Fascinating stuff - the whole of Linehard's article is here.

It is better, I mused a post ago, to be able to elect (and eventually kick out) an idiot than to have no say at all in how you're governed. If you're unfortunate enough to live in North Korea, it seems, you get the worst of both worlds - no vote and a tyrant who's also a world-class idiot. Step forward, the Dear Leader, Kim Jong Il, spoiled brat, ludicrous playboy and serial human rights abuser.

Thursday, 4 September 2008

Two cheers for idiocracy

I see that the creationist Sarah Palin went down a storm with her "keynote" speech to the Republican National Convention and is perhaps on her way to securing herself a place in the annals of American idiocracy alongside such political heavyweights as Dan Quayle and George W himself. Although my disrespect remains fully intact, I'd better qualify my remarks by making it clear that I think everybody has the right to a say in how they are governed and if the majority favour a blundering dunderheaded troglodyte, then they have an absolute right to choose the said troglodyte. And, of course, to vote him or her out if they come to their senses.

That's democracy - not pretty, but better than a system of government where those in power rule by fear, deception and force rather than by the consent (at least to some degree) of those they govern. I made a lazy joke in my last post about how scary it would be to have this know-nothing from a frozen offshoot of the Bible belt with her finger on the nuclear button. But looking at recent history it becomes apparent that the very worst man-made tragedies have been unleashed not by elected idiots, but by unelected dictators - no democracy, I think, has ever killed so many as Stalin in the great famines and purges of the 30's or Mao in China's own famines of the 50's and the Cultural Revolution which he unleashed in the 60's, (mostly, as far as I can see, to defend himself against those Party elements who actually realised what a disaster he'd unleashed in the previous decade). So no cheers at all for unrepresentative government.

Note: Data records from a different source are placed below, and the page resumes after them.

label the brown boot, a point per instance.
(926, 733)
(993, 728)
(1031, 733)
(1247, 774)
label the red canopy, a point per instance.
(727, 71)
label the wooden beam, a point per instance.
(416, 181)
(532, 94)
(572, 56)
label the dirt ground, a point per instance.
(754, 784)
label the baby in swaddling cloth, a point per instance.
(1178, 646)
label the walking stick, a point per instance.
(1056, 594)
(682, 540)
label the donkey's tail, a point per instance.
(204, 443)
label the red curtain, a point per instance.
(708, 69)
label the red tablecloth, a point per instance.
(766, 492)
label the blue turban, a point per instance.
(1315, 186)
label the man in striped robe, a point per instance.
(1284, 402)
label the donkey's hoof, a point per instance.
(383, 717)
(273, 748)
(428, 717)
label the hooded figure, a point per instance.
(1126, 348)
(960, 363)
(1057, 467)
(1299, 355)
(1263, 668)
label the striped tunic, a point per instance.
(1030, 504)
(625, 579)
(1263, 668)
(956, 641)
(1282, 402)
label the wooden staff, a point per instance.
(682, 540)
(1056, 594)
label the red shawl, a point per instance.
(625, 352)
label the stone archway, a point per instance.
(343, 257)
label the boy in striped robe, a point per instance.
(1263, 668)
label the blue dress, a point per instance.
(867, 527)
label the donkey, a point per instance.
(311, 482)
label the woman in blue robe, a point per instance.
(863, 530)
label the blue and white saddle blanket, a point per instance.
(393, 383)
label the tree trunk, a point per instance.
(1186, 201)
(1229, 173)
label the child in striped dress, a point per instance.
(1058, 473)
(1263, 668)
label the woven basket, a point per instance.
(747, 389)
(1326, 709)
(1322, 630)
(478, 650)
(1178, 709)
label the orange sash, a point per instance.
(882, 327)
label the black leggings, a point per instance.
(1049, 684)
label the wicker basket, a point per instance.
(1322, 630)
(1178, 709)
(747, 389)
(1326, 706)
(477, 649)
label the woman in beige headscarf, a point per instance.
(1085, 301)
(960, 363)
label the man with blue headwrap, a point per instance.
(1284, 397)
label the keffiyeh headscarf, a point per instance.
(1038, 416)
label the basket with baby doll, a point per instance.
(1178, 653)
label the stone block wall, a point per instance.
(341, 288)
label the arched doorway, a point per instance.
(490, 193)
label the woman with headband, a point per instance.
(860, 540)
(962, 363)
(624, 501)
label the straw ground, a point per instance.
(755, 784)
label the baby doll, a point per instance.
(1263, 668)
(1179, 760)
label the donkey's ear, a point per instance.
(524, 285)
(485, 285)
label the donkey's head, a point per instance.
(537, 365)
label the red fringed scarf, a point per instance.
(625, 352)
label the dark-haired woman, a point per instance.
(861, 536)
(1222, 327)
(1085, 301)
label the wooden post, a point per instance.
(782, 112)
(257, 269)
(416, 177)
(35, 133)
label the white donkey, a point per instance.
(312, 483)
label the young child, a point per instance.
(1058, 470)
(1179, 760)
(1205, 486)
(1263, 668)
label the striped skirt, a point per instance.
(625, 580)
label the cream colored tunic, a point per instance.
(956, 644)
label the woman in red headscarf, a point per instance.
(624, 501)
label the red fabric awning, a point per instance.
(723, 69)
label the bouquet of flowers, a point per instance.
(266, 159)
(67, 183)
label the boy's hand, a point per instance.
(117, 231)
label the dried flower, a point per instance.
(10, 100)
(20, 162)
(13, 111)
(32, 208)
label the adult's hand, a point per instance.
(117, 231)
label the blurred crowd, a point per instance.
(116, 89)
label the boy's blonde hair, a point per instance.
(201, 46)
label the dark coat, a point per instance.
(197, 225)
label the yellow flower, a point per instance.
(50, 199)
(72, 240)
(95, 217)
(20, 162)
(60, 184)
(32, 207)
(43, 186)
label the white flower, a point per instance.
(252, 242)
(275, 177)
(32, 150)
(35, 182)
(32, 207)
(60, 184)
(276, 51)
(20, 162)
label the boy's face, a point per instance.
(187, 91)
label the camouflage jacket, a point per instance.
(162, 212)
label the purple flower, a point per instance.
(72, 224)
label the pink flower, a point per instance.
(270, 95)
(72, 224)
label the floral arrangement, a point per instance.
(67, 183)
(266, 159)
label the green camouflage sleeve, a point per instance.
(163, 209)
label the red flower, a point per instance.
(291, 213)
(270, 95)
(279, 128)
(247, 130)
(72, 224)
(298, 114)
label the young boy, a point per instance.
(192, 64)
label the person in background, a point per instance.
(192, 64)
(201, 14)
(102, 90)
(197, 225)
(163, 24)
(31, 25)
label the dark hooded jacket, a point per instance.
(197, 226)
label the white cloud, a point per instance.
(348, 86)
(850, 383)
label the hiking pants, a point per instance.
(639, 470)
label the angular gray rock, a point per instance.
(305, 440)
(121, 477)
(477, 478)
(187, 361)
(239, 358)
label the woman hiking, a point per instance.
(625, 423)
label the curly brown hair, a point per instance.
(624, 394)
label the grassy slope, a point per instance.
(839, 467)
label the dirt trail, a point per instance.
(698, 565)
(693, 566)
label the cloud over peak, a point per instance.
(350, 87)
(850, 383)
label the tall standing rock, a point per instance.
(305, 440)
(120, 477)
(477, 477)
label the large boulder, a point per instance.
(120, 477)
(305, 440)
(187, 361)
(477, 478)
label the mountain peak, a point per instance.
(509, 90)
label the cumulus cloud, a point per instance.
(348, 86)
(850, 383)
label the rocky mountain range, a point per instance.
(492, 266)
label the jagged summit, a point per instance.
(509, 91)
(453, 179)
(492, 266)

So when I'm rude about democratically elected politicians, I do mean it, but I do also acknowledge that having the option to throw the bastard out and to be as rude about them as I want to be without being censored, locked up or forcibly, and perhaps permanently silenced by a bunch of heavies is way better than the alternatives on offer by more authoritarian forms of rule. At least two cheers for democracy, even when you can't stand the dork who got elected and three big, hearty cheers for the freedom to be disrespectful.

And here's another controversial opinion on a topic of great importance - my son was watching CBeebies the other night. Whilst we were waiting for In The Night Garden to come on, they played an episode from the new series of Andy Pandy (well relatively new - I think it was made in 2002 - I mean the one which wasn't made in black and white with the strings showing). Goodness me it was terrible; a bored sounding narrator, really pointless, stupid new characters like Missy Hissy the snake and Orbie the ball. I don't know who thought that remaking the series was a good idea, but they were wrong, wrong, wrong. It's not even as if the original was that great. Give me Iggle Piggle any day.

Wednesday, 3 September 2008

Dumb and dumber

For those who've made a living poking fun at President George W Bush, the sands of time are running out fast. Sadly, for Humphrey Lyttleton, they've already run out - but here he was on top form taking the mick out of the man whose intellect and rhetorical gifts were, amazingly enough, deemed sufficient for him to blag his way into the top job anywhere.

The good news, for those who like to savour the absurdity of the richest and most powerful characters in the world's richest and most powerful country, is that the Republican vice presidential candidate (potentially a 72-year-old's heart beat from the presidency) apparently believes that the world is only about 6,000 years old. To carry on with a running theme, we may not know whether the neanderthals were brighter or dumber than most of us, but I suspect they might well have been brighter than someone who might be getting her hands on the nuclear button. Sweet dreams, everybody.